Time Period | 3 Months [change] |
Direction | Moves Together |
Strength | Very Weak |
Accuracy | 89.47% |
Values | Daily Returns |
Lipocine vs. MACYS RETAIL HLDGS
Performance |
Timeline |
Lipocine |
MACYS RETAIL HLDGS |
Lipocine and MACYS Volatility Contrast
Predicted Return Density |
Returns |
Pair Trading with Lipocine and MACYS
The main advantage of trading using opposite Lipocine and MACYS positions is that it hedges away some unsystematic risk. Because of two separate transactions, even if Lipocine position performs unexpectedly, MACYS can make up some of the losses. Pair trading also minimizes risk from directional movements in the market. For example, if an entire industry or sector drops because of unexpected headlines, the short position in MACYS will offset losses from the drop in MACYS's long position.Lipocine vs.

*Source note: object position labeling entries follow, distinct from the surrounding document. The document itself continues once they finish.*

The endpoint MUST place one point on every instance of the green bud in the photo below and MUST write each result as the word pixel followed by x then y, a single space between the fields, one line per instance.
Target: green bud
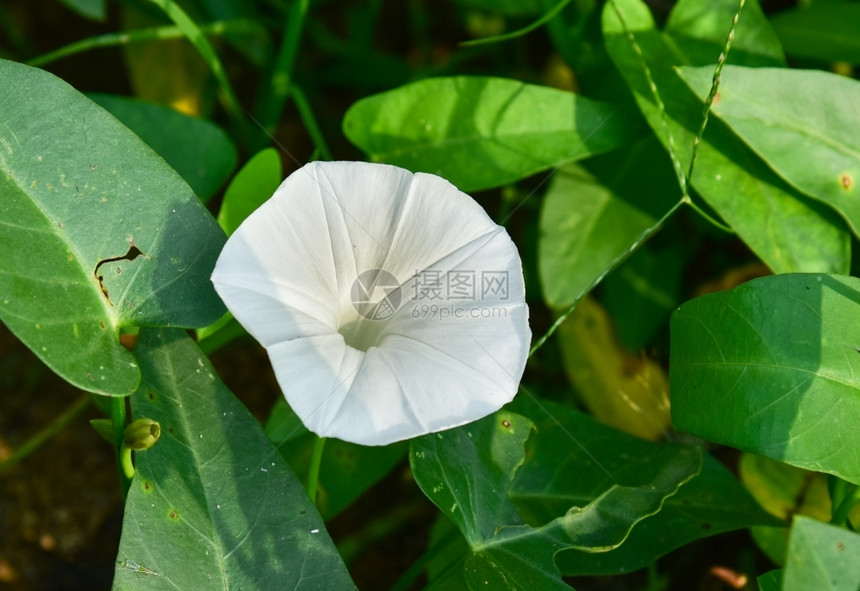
pixel 141 434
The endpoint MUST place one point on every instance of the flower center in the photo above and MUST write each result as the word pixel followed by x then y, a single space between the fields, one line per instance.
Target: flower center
pixel 362 333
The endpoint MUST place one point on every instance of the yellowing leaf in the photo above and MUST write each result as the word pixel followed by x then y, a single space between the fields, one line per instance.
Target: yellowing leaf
pixel 626 391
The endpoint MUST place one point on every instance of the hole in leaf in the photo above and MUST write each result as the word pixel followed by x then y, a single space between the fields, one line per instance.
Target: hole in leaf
pixel 133 253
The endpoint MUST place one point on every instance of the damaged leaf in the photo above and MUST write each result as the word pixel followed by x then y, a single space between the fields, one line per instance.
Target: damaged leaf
pixel 98 233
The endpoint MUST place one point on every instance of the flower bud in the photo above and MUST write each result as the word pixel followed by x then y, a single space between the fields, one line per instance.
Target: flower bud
pixel 141 434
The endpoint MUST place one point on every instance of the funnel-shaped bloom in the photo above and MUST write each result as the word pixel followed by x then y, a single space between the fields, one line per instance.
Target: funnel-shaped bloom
pixel 390 304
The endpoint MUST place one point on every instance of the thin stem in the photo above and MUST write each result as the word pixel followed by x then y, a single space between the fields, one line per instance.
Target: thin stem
pixel 310 122
pixel 119 420
pixel 545 18
pixel 140 35
pixel 278 86
pixel 708 217
pixel 54 427
pixel 658 100
pixel 314 470
pixel 379 528
pixel 195 35
pixel 617 261
pixel 417 567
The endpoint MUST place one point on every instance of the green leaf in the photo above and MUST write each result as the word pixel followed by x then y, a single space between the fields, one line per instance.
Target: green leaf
pixel 821 30
pixel 347 470
pixel 98 233
pixel 821 557
pixel 198 150
pixel 770 581
pixel 698 29
pixel 801 122
pixel 252 186
pixel 594 214
pixel 790 232
pixel 785 491
pixel 480 132
pixel 466 473
pixel 724 168
pixel 772 367
pixel 91 9
pixel 560 474
pixel 509 7
pixel 212 504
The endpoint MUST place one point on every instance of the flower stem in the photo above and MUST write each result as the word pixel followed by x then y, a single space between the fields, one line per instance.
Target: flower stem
pixel 118 419
pixel 57 425
pixel 314 471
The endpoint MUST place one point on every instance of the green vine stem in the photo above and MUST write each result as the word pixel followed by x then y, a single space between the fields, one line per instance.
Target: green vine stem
pixel 544 18
pixel 658 100
pixel 141 35
pixel 278 83
pixel 54 427
pixel 844 496
pixel 314 470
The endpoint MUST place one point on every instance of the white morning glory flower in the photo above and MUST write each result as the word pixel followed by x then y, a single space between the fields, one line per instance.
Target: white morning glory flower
pixel 390 304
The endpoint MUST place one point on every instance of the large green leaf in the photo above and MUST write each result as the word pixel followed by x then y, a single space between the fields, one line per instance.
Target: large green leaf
pixel 561 473
pixel 96 233
pixel 765 212
pixel 772 367
pixel 801 122
pixel 466 472
pixel 198 150
pixel 482 132
pixel 593 214
pixel 510 7
pixel 825 30
pixel 821 557
pixel 250 188
pixel 212 504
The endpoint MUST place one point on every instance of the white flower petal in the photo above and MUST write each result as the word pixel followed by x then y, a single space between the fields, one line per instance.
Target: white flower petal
pixel 291 271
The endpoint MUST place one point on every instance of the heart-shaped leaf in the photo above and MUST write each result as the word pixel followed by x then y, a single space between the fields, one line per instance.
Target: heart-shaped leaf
pixel 773 367
pixel 97 233
pixel 480 132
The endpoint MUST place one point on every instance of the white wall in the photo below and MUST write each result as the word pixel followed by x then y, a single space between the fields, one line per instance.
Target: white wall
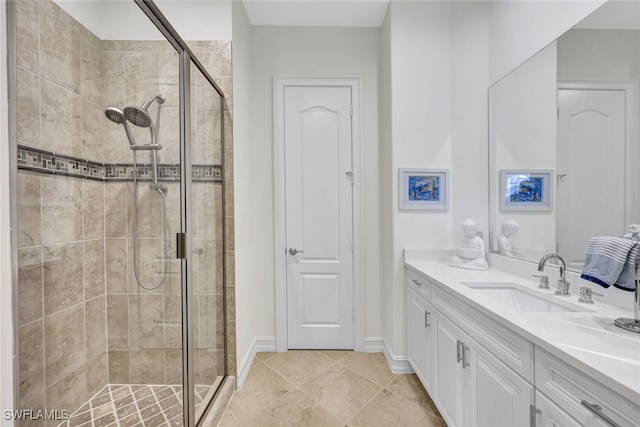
pixel 519 29
pixel 421 136
pixel 247 306
pixel 523 136
pixel 123 20
pixel 6 298
pixel 306 51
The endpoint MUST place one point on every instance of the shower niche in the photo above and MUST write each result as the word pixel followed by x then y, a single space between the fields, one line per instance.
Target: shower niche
pixel 120 148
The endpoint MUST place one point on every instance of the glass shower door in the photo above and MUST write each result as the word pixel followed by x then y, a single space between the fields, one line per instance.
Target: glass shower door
pixel 207 240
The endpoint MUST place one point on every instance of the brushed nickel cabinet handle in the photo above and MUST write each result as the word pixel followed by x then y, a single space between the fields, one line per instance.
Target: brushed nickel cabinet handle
pixel 597 409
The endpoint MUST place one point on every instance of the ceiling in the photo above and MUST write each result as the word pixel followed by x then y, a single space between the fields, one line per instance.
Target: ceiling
pixel 329 13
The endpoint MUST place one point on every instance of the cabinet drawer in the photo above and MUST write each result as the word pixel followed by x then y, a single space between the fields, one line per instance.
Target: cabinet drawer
pixel 511 348
pixel 568 388
pixel 419 283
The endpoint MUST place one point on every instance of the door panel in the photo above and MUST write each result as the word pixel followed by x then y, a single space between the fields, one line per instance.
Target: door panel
pixel 591 168
pixel 317 138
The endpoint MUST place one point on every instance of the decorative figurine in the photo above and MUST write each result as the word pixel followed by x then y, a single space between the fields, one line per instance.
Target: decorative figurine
pixel 509 229
pixel 471 253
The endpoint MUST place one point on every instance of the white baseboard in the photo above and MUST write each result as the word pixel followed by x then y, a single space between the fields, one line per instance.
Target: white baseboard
pixel 258 345
pixel 397 364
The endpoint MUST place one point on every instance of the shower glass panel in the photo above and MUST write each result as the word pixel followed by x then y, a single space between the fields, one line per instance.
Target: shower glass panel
pixel 207 238
pixel 100 303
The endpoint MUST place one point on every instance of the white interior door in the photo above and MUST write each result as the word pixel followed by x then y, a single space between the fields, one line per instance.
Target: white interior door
pixel 319 219
pixel 591 168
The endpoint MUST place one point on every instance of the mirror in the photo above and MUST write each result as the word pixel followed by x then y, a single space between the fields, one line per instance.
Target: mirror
pixel 563 141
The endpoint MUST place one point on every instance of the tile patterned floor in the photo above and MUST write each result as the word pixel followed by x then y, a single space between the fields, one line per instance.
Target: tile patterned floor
pixel 328 388
pixel 119 405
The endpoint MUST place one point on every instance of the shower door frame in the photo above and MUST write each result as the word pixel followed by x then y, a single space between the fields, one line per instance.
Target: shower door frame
pixel 186 59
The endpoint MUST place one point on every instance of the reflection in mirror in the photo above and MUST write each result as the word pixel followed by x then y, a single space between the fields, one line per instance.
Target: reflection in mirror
pixel 569 109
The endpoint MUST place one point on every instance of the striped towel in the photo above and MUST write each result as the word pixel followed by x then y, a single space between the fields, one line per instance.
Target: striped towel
pixel 611 261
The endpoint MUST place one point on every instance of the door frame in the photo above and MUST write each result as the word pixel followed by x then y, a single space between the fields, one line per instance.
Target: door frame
pixel 279 84
pixel 632 151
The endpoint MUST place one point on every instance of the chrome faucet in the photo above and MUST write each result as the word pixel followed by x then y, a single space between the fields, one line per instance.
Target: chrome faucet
pixel 563 285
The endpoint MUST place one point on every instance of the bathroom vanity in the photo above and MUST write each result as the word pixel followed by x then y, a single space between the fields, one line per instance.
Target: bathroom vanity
pixel 494 350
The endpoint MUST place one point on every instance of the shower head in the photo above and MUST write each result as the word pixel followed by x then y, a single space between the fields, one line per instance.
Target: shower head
pixel 159 98
pixel 138 116
pixel 117 116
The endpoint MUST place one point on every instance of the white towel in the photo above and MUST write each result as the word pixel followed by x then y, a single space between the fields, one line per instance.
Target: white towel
pixel 611 261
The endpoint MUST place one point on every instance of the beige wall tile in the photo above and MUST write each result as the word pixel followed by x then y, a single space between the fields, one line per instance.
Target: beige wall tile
pixel 28 108
pixel 62 278
pixel 96 333
pixel 206 321
pixel 27 35
pixel 146 366
pixel 117 196
pixel 61 209
pixel 173 366
pixel 30 295
pixel 29 209
pixel 36 403
pixel 60 119
pixel 172 321
pixel 31 359
pixel 150 266
pixel 116 257
pixel 94 129
pixel 69 393
pixel 170 78
pixel 60 52
pixel 169 135
pixel 97 371
pixel 49 8
pixel 93 209
pixel 119 366
pixel 94 270
pixel 141 76
pixel 225 59
pixel 118 321
pixel 64 343
pixel 206 367
pixel 146 319
pixel 91 81
pixel 112 85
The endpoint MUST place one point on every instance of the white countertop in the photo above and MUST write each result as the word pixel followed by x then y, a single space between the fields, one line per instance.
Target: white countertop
pixel 586 340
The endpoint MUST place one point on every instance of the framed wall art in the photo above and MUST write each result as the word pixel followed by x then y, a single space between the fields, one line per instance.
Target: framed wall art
pixel 425 189
pixel 525 190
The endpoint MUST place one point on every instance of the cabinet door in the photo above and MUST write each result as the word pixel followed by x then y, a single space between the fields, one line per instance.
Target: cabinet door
pixel 420 338
pixel 499 396
pixel 551 415
pixel 451 377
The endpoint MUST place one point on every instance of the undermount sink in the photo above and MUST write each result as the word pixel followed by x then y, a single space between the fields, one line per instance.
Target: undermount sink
pixel 521 298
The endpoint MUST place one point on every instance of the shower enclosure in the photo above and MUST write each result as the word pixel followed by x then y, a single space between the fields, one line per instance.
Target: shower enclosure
pixel 122 224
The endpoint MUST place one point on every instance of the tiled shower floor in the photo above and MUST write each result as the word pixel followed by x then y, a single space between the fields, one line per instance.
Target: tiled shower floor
pixel 134 405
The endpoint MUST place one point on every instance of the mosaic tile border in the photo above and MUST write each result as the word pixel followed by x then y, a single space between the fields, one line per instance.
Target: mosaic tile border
pixel 43 161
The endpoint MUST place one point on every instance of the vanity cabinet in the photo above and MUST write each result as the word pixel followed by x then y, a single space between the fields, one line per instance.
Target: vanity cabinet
pixel 471 386
pixel 548 414
pixel 480 373
pixel 420 341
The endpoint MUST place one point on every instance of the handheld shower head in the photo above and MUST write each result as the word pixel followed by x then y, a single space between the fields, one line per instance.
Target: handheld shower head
pixel 138 116
pixel 115 115
pixel 118 117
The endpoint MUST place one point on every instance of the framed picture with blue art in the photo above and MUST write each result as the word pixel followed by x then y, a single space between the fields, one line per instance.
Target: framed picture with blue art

Reviva Pharmaceuticals Holdings | Lipocine vs. ZyVersa Therapeutics | Lipocine vs. Unicycive Therapeutics | Lipocine vs. Checkpoint Therapeutics |
MACYS vs. Aperture Health | MACYS vs. Apogee Therapeutics, Common | MACYS vs. Teleflex Incorporated | MACYS vs. SLR Investment Corp |
Check out your portfolio center.Note that this page's information should be used as a complementary analysis to find the right mix of equity instruments to add to your existing portfolios or create a brand new portfolio. You can also try the Stocks Directory module to find actively traded stocks across global markets.